Hugo blijft in de echtelijke woning en Mireille betrekt samen met Sem een nieuwe koopwoning (inschrijving BRP 26 maart 2021).  In het ouderschapsplan spreken Hugo en Mireille af dat Sem om het weekend plus één dag per week naar Hugo gaat. Door het verbreken van het toeslagpartnerschap heeft Mireille vanaf 1 april 2021 recht op Kindgebonden budget van € 500 per maand.

Hugo besluit na de scheiding het roer om te gooien en zegt zijn vaste baan als ambtenaar op. In april 2021 start hij als ZZP’er. Met € 500.000 privévermogen durft hij deze sprong in het diepe wel te maken.
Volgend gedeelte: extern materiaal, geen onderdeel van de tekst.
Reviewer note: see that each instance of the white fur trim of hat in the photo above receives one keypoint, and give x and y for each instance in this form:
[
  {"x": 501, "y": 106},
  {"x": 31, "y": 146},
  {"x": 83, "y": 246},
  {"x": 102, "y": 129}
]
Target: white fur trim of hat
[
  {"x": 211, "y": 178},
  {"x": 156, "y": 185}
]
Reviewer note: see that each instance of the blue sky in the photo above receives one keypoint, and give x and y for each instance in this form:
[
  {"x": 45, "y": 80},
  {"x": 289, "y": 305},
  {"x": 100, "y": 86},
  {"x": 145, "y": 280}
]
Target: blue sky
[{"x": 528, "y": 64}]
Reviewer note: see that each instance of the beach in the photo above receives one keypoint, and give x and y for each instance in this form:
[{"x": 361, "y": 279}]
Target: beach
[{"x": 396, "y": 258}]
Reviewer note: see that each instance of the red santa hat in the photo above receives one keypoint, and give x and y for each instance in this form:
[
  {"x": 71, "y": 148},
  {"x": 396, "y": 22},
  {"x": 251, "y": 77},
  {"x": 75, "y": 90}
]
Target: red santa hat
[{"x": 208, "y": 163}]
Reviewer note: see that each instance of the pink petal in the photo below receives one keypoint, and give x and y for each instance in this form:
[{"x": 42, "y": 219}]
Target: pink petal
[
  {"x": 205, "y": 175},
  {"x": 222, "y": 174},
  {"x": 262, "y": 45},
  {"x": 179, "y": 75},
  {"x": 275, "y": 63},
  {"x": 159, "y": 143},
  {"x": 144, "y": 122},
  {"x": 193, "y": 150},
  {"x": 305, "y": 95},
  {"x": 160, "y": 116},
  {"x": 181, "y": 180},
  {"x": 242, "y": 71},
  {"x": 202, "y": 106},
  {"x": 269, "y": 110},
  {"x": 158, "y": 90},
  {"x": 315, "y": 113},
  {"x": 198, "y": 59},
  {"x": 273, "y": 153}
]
In de zomer van 2022 zit Hugo bij zijn accountant op kantoor en zijn nieuwe carrière als ZZP’er blijkt een succes. Hij heeft in 2021 € 150.000 winst gemaakt. Het is tijd om de aangifte inkomstenbelasting over 2021 op te stellen. Hoewel de scheiding in goed overleg is gegaan zijn Hugo en Mireille in de zomer van 2022 wat minder goed “on speaking terms” nu Mireille een relatie heeft met de voetbaltrainer van Sem.

De gevolgen van de afspraak in de fiscale paragraaf van het scheidingsconvenant zijn voor de aangifte inkomstenbelasting 2021 voor Hugo en Mireille als volgt:

 

Belastbaar inkomen uit sparen en beleggen (box 3)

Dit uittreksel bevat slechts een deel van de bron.